The stock market is a big place with thousands of investments that you can make as an investor. It’s a frustrating place. There is a myriad of investing disciplines that you can seek out. As a millennial, my generation is learning this for the first time. Don’t kid yourself for one second: they will destroy wealth.

This element of speculative risk was underlined by an article in The New York Times on July 8, 2020, Robinhood Has Lured Young Traders, Sometimes With Devastating Results. The author, Nathaniel Popper, writes about Richard Dobatse, a husband and father, who signed up for Robinhood through credit card advances. As he repeatedly lost money, Mr. Dobatse took out two $30,000 HELOCs to get more money involved with the trading platform with more speculative stocks and options, hoping to pay off his debts. His account value shot above $1 million in value, but as of the article, his balance was $6,956.

To digest this for Smead Capital Management clients and investors, we call this stock market failure. Many investors never find an investment discipline that provides them long-term stock ownership. What Mr. Dobatse experienced is not uncommon. Investors who share these experiences look at the stock market for years after this type of failure as a place that is big, frustrating and very confusing. Most investors can empathize with these emotions.

The other way investors experience stock market failure is by just being human. This causes them to feel excited at high points and depressed at low points in overall stock prices. Mr. Market is good at this. As Dalbar and many studies have shown over the years, most investors never attain the returns they seek in stocks.

As an example of Dalbar’s work, the investors in the crash of 1987 did far worse than they should have:

In October 1987, the average investor lost 20% of their account value. Although buy and hold would have yielded a gain for the year, there was a net withdrawal of funds in 10 out of 12 months. And the investors stayed out of the market for the most part until March 1990.

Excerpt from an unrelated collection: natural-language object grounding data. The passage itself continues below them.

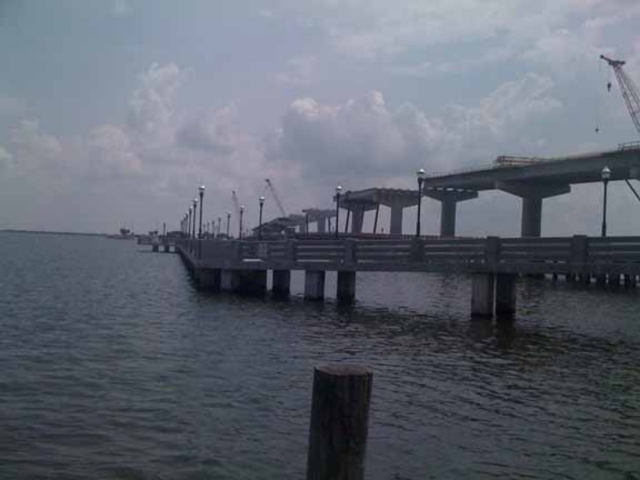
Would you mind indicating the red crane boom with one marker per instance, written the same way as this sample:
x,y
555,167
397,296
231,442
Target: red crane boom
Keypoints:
x,y
628,88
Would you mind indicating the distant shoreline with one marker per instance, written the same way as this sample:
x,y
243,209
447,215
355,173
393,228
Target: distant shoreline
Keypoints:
x,y
44,232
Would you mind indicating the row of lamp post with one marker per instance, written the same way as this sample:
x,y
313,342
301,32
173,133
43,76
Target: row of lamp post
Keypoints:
x,y
191,217
189,221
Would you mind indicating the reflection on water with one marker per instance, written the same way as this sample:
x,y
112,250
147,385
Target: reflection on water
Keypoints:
x,y
114,366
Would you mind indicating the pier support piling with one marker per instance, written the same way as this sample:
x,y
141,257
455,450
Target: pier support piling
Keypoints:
x,y
281,283
506,294
346,286
208,279
482,294
314,284
252,282
395,227
229,281
339,422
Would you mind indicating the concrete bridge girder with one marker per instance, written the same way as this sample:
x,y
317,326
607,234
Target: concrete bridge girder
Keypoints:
x,y
532,196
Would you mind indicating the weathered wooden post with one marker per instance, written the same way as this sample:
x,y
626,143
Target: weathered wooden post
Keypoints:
x,y
339,422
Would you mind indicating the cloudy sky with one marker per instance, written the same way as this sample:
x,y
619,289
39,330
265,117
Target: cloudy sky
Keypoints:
x,y
112,112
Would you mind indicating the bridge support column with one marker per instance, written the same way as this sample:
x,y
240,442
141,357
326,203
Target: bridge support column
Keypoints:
x,y
531,223
346,286
449,202
532,196
482,294
281,283
208,279
505,294
358,218
252,282
614,279
314,284
395,227
229,280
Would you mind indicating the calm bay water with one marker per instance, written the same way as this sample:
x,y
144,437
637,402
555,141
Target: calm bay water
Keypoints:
x,y
113,366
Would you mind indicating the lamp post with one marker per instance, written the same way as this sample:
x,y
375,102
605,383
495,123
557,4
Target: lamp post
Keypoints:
x,y
338,192
260,221
195,216
606,175
201,189
420,174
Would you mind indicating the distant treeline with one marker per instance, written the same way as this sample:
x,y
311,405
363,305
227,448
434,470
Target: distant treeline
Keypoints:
x,y
43,232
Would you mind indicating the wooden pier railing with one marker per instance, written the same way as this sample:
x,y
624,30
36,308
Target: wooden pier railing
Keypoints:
x,y
560,255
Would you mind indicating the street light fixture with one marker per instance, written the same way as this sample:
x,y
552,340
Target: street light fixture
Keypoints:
x,y
201,189
338,192
420,174
260,221
195,216
606,175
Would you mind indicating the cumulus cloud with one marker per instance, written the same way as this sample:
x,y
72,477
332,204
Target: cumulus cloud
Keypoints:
x,y
151,106
214,131
366,138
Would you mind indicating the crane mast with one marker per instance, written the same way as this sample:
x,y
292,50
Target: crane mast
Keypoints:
x,y
628,88
236,204
272,189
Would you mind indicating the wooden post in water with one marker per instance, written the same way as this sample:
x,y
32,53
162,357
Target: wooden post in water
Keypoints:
x,y
339,422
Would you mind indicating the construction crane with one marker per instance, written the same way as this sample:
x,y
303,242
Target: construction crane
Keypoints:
x,y
274,193
628,88
236,204
631,97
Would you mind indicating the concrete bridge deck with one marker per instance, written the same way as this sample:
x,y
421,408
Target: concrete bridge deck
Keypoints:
x,y
531,179
493,262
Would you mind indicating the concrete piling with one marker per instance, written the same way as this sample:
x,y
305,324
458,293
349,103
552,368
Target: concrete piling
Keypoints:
x,y
482,294
346,286
281,283
314,284
339,422
505,294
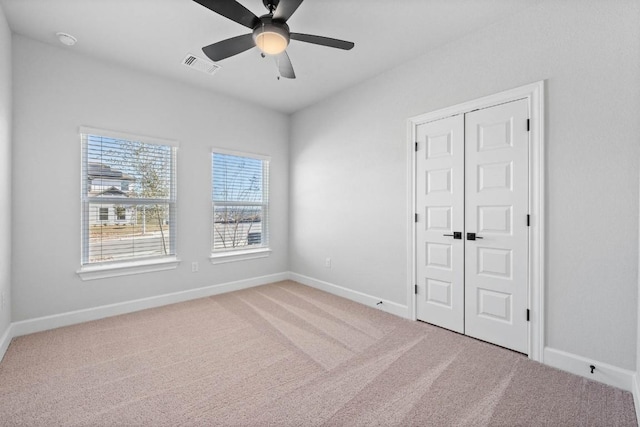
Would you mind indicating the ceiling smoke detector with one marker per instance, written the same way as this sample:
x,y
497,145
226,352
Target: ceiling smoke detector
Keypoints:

The investors produced stock market failure in their activity within the stock market. They poured far more money in at the top and pulled it out at low points. Baby boomers poured money in like you couldn’t believe in 1999!

Investors are not born to buy into bubbles; their recent experiences lead them to see future gains as being irrationally more probable because those are the memories most available to the average investor’s brain,” according to the study. “Leading into the dot-com bubble of 2000, the average investor was drawing on 5 years’ worth of memories in which the S&P saw 20% or greater growth!” In fact, investors contributed 20% more per month in the 24 months leading up to March 2000 than historical data shows they had done previously.

The reality is that this manic activity that produces stock market failure doesn’t just lower returns; it destroys wealth.

As Richard Bernstein, a former chief investment strategist at Merrill Lynch who now runs his own firm, told me, “What’s shocking is that simply by investing, most people actually made themselves poorer.” He added, “They’re just shooting themselves in the foot, over and over.

We belabor this point to advise investors where we are at in the pendulum of stock investing. We believe there is a euphoria present in markets, not unlike 1999 or particularly 1972. Jeremy Grantham of GMO highlighted where we are in light of price to earnings ratios from a historical context today:

Everyone can see and feel that this is different and can sense the bizarre nature of the market response: we are in the top 10% of historical price earnings ratio for the S&P on prior earnings and simultaneously are in the worst 10% of economic situations, arguably even the worst 1%!